RunTime Error: One of the differentiated Tensors appears to not have been used in the graph

Mohamed_Magdy · March 15, 2021, 11:26pm

Hello,
I’m currently implementing a project for my machine learning course, and i have faced an issue in gradient computation based on additional trainable parameters. I’m trying actually to implement the algorithm

with the help also of a github project that i’m taking as reference.
I’m receving “RuntimeError: One of the differentiated Tensors appears to not have been used in the graph. Set allow_unused=True if this is the desired behavior” during step 10 “Computation of gradients w.r.t epsilon”
The piece of my code that implements from step 1 to step 10 is as follows

criterion = nn.CrossEntropyLoss()
optimizer = torch.optim.SGD(net.parameters(), lr=gamma, momentum=rho)
for epoch in range(T):
    running_loss = 0.0
    for idx, (train_x, train_label) in enumerate(trainloader):
      net.train()
      # initialize a dummy network for the meta learning of the weights
      meta_net = LeNet().to(device)
      meta_net_optimizer = torch.optim.SGD(meta_net.parameters(), lr=gamma, momentum=rho)
      # Step 4 - 5 forward pass to compute the initial weighted loss
      # Forward propagation
      outputs = meta_net(train_x)
      # Error evaluation
      train_label = train_label.squeeze()
      loss = criterion(outputs,train_label.long())
      eps = to_var(torch.zeros(loss.size()))
      l_f_meta = torch.sum(loss * eps)
      meta_net.zero_grad()
      # Line 6 perform a parameter update
      grads = torch.autograd.grad(l_f_meta, meta_net.parameters(), create_graph=True)
      meta_net_optimizer.step()
      # Line 8 - 10 2nd forward pass and getting the gradients with respect to epsilon
      y_g_hat = meta_net(test_data_t)
      l_g_meta = criterion(y_g_hat,test_labels_t.long())  
      grad_eps = torch.autograd.grad(l_g_meta, eps, only_inputs=True) # >> Step 10

Could you advise please why i’m receiving that? Supposedly, epsilon is a tensor. Issue is in
grad_eps = torch.autograd.grad(l_g_meta, eps, only_inputs=True). My target is to

Dwight_Foster · March 16, 2021, 12:39am

In torch.zeros have you tried setting requires grad to True like this:

      eps = to_var(torch.zeros(loss.size(), requires_grad=True))
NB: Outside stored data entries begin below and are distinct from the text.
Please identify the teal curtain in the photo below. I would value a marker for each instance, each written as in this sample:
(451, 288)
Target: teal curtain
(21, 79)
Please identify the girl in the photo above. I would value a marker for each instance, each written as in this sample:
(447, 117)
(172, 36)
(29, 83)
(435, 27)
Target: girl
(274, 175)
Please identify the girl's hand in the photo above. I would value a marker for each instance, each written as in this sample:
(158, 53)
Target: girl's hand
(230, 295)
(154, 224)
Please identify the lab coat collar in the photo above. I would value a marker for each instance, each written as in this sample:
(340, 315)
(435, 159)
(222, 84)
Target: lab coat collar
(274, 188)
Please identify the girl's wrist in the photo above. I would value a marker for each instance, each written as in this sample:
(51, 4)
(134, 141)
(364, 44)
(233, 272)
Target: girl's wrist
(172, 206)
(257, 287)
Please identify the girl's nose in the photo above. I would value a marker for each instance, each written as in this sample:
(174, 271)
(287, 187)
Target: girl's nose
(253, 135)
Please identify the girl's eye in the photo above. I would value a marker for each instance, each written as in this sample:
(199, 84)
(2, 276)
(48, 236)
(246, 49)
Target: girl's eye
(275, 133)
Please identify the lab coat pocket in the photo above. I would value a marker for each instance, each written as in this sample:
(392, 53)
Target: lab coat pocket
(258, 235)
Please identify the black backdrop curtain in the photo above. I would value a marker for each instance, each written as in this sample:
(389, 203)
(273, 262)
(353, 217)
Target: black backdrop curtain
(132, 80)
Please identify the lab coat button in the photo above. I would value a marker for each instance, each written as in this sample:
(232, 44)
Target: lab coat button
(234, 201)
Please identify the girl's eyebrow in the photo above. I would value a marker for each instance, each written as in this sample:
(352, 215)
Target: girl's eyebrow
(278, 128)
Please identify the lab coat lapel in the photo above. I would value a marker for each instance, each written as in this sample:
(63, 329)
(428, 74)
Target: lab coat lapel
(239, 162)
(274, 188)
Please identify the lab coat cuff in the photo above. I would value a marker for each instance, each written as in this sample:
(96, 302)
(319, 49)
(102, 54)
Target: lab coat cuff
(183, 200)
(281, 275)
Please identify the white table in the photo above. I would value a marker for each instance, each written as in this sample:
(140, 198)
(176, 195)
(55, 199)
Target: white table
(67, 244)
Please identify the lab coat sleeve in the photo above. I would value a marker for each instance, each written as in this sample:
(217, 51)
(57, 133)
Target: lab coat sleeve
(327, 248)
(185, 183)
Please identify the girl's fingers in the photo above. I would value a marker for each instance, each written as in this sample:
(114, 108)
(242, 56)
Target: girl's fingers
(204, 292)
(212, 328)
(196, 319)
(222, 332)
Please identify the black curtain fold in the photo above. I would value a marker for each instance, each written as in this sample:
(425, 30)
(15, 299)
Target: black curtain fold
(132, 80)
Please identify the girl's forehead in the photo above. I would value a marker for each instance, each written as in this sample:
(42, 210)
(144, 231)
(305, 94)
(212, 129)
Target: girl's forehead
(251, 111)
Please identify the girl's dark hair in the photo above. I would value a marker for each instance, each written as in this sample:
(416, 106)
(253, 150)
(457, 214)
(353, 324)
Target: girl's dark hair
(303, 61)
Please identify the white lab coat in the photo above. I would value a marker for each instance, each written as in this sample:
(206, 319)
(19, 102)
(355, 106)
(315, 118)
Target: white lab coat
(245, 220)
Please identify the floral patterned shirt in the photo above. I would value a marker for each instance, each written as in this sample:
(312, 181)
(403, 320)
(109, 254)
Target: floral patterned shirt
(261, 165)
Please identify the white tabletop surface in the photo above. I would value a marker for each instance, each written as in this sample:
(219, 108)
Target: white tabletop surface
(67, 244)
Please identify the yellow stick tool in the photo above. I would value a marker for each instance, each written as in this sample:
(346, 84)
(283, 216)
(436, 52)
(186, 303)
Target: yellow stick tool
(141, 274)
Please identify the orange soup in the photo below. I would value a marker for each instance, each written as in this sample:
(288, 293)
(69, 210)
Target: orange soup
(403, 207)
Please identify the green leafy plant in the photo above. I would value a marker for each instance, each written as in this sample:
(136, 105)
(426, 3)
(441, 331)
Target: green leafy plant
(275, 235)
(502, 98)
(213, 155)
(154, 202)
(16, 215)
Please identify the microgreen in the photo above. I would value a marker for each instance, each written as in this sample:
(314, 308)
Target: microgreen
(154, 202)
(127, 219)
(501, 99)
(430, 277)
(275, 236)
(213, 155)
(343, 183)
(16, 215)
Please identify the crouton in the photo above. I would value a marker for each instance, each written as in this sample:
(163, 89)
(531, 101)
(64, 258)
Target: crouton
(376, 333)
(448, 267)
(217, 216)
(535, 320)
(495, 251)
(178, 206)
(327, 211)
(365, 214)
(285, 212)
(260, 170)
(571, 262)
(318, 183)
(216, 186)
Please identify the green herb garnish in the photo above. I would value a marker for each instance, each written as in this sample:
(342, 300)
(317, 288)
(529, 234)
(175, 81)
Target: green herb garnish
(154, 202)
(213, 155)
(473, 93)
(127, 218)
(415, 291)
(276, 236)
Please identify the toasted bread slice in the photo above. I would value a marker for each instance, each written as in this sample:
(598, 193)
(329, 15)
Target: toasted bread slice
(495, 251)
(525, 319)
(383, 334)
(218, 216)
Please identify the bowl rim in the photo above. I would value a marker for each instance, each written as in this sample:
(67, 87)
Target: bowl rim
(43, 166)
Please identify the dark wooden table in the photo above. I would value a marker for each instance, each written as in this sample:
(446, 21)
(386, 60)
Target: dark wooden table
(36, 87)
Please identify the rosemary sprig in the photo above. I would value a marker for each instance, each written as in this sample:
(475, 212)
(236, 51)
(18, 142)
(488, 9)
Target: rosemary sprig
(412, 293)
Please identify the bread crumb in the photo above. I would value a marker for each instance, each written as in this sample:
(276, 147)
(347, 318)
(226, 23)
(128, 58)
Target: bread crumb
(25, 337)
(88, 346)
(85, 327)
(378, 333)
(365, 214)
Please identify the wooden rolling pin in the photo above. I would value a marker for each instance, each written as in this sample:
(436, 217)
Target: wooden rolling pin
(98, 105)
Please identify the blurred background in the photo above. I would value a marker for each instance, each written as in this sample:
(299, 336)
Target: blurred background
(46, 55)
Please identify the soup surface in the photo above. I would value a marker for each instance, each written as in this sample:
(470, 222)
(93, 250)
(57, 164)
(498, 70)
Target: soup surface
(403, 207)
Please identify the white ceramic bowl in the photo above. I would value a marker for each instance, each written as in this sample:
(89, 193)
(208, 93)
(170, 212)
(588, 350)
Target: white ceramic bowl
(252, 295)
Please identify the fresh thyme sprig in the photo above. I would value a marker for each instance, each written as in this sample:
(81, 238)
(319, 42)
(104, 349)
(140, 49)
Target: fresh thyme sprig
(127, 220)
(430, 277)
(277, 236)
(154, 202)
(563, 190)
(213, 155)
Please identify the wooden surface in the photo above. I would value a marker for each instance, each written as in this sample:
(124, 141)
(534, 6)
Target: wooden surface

Mohamed_Magdy · March 16, 2021, 6:26am

Same issue. Is there a way to determine the differentiable variables? Because i get that eps cannot be found but no idea why

Dwight_Foster · March 16, 2021, 2:20pm

No because eps is not in the graph the derivative will always be none. I do not know a way to get around this. You could try looking at these functions to see if you can use them to calculate the correct gradients but I cannot find a why to add eps to the graph.

Liangbo_Ning · June 9, 2022, 2:27am

Maybe you will get inspired from here : (GitHub - TinfoilHat0/Learning-to-Reweight-Examples-for-Robust-Deep-Learning-with-PyTorch-Higher: An implementation of the paper "Learning to Reweight Examples for Robust Deep Learning" from ICML 2018 with PyTorch and Higher.)
“Higher” package can be used to compute the gradient in this case.